Patients with 2 rare types of non-Hodgkin lymphoma will now have a new treatment option. Mogamulizumab-kpkc (sold as Poteligeo by Kyowa Hakko Kirin) has been approved by the FDA to treat adult patients with relapsed or refractory mycosis fungoides (MF) or Sézary syndrome (SS) after at least 1 prior systemic therapy.
This is the first FDA-approved drug to specifically treat SS, which is a rare form of skin lymphoma that affects the blood and lymph nodes. MF accounts for about half of all lymphomas arising from the skin and can spread to other parts of the body.

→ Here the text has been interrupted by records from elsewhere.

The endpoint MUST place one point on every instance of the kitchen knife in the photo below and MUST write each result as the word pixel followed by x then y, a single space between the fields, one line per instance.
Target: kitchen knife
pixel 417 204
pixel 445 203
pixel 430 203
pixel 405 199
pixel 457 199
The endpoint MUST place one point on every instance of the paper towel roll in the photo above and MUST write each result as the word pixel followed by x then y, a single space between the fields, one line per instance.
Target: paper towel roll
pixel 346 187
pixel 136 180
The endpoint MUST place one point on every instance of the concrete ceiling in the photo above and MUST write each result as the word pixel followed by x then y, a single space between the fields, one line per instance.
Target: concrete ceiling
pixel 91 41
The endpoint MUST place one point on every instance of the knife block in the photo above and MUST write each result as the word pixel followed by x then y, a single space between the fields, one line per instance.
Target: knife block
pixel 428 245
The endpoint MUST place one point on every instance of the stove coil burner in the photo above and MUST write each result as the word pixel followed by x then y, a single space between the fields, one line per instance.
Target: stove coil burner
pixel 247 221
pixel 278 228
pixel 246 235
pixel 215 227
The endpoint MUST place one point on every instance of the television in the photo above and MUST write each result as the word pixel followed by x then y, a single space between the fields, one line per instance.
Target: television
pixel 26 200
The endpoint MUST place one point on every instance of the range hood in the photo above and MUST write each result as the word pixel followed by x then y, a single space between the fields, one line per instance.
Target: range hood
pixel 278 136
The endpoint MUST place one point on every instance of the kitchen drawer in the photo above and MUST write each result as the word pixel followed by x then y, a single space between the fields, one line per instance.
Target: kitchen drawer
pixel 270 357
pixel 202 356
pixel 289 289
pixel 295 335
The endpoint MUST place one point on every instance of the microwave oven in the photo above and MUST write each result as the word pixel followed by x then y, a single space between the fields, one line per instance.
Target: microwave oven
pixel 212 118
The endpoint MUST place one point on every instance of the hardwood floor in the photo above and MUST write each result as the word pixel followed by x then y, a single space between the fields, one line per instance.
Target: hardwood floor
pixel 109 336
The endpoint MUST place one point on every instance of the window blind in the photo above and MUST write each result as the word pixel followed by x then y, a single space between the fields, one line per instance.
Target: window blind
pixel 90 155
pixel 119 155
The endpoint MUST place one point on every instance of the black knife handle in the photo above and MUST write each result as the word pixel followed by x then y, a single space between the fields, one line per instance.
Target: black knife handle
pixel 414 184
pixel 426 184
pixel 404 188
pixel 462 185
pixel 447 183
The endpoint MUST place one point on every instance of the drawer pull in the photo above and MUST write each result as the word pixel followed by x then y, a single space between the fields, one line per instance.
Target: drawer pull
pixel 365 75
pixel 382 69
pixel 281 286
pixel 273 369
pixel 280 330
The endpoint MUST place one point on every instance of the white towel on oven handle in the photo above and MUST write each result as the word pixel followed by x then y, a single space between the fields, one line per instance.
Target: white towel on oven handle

Read about economic burdens and resource utilization for patients with non-Hodgkin lymphoma.
“Mycosis fungoides and Sézary syndrome are rare, hard-to-treat types of non-Hodgkin lymphoma and this approval fills an unmet medical need for these patients,” Richard Pazdur, MD, director of the FDA’s Oncology Center of Excellence and acting director of the Office of Hematology and Oncology Products in the FDA’s Center for Drug Evaluation and Research, said in a statement.
Mogamulizumab-kpkc is a monoclonal antibody that binds to CC chemokine receptor 4, which is frequently expressed on leukemic cells of certain blood cancers.
The FDA approved the drug based on MAVORIC, a phase 3 open-label, multicenter, randomized trial of 372 patients with relapsed MF or SS who received either mogamulizumab-kpkc or the chemotherapy agent vorinostat. The study was conducted in the United States, Europe, Japan, and Australia.
The trial found that patients taking mogamulizumab-kpkc had median a progression-free survival of 7.6 months compared with median 3.1 months for patients on vorinostat. In addition, the overall response rate for mogamulizumab-kpkc was 28% compared with 5% for vorinostat.
"Mycosis fungoides and Sézary syndrome can be disfiguring, and debilitating," Jeffrey S. Humphrey, MD, president of Kyowa Kirin Pharmaceutical Development, Inc, said in a statement. "We look forward to the publication of MAVORIC's primary results and to ongoing scientific exchange within the medical and academic communities."
The most common adverse reactions were rash (35%), infusion reaction (33%), fatigue (31%), diarrhea (28%), upper respiratory tract infection (22%), musculoskeletal pain (22%), and skin infection (19%). Serious warnings of treatment with mogamulizumab-kpkc include the risk of dermatologic toxicity, infusion reactions, infections, autoimmune problems, and complications of stem cell transplantation after treatment.